How long have you been practicing as an AT?

I remember becoming interested in athletic training in high school. I am not athletic, but I love sports and love helping people, so this was the perfect career to be in. I became a Certified Athletic Trainer (AT) in 2007.

Describe your typical day:

My days are determined by a practice day or a game day. My team normally practices in the morning. So, I will arrive at work about 2-3 hours prior to practice time. This gives me time to make my to-do list for the day, set up coolers for practice, set my taping station up and get the team taped and ready for practice.

After practice, I treat injuries and work with athletes on rehabilitation of injuries. After that is complete, I spend my afternoon working on my administrative work. My current administration responsibilities include immediate supervisor for graduate assistant ATs covering women’s soccer and softball, facility management, drug testing, keeping inventory and ordering supplies. I try to complete my to-do list before I leave to go home for the day.

On gamedays I complete my treatment, rehab and administrative duties in the mornings then prepare for the game in the afternoon. Though these are typical days , it is rare to have the same day twice, which is one of the things I love about this position.
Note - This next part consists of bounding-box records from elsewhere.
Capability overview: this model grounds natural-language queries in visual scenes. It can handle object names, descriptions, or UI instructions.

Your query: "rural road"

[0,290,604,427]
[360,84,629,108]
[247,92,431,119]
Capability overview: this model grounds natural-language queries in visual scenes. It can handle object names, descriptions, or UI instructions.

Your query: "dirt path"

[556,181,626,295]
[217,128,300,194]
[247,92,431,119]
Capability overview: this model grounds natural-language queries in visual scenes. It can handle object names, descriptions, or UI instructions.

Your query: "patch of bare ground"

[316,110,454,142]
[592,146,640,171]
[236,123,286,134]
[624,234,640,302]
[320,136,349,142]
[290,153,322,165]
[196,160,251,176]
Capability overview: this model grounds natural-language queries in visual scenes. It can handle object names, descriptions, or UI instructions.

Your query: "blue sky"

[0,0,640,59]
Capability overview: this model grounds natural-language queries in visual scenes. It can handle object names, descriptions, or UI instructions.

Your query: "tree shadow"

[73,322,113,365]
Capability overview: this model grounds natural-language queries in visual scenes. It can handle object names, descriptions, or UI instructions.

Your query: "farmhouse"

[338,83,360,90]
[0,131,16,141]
What do you like about your position?

No day is the same. Working with so many athletes I never know what type of day I’m going to have. It keeps the job exciting and keeps me on my toes. At the end of the day I’ve helped an patient get better, no matter what challenge is presented to me.That is a reward every day. I also like sharing my knowledge with the young ATs that come in as graduate assistants for our program. Even though I have great knowledge, I am always learning. I learn new things from their young innovative minds also.

What is your greatest achievement as an Athletic Trainer?
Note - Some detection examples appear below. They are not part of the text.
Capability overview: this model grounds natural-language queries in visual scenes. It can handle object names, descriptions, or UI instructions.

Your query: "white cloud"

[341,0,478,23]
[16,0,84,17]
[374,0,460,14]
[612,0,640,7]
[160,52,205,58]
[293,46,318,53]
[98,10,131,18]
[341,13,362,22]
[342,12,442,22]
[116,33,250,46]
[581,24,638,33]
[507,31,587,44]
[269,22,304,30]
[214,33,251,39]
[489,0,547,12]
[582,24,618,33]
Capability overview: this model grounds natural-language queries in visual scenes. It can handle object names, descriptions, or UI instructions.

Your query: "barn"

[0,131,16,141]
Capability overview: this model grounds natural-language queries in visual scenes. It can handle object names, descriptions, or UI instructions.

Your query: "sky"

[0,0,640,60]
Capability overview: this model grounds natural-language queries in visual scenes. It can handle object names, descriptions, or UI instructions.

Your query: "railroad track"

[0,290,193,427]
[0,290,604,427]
My greatest achievement is the respect I have of my fellow ATs. We essentially all have the same responsibility of our patients’ healthcare. To know that there are ATs that have been in this position longer than I have but respect me and feel that I am good at my job is a big accomplishment.
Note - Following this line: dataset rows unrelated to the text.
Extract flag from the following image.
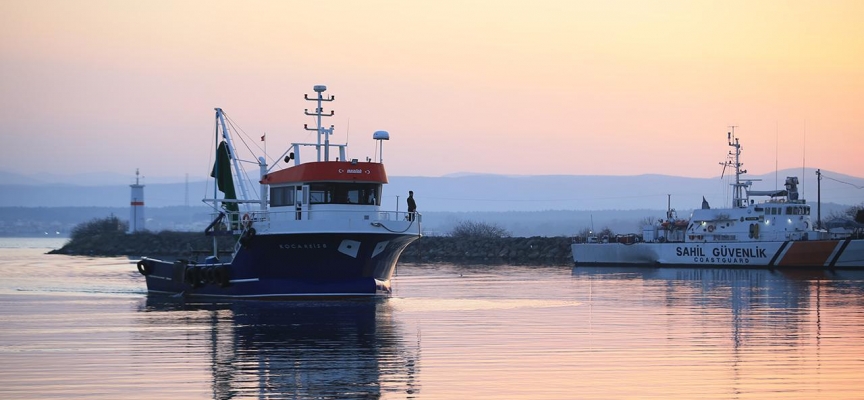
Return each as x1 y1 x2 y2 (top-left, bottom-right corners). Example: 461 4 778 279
210 141 240 217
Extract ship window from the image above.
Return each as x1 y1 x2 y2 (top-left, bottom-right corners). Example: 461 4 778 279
309 183 381 205
270 186 294 207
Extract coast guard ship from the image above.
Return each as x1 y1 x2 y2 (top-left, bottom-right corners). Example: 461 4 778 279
571 132 864 268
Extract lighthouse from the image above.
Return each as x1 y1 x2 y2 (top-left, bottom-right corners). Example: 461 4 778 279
129 168 144 233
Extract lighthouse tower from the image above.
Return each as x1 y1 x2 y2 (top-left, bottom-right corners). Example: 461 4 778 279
129 168 144 233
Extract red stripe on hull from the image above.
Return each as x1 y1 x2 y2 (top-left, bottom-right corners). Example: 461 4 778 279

What advice do you have about your practice setting for a young AT looking at this setting?

Networking is important. Even though we receive resumes and applications when we have open positions, we usually will contact someone we know and ask who they recommend.

Also, as a young AT remember you never know who is watching you and what lasting impression you will leave on a patient, coach, parent, referee or fan. That person could be or know your next boss.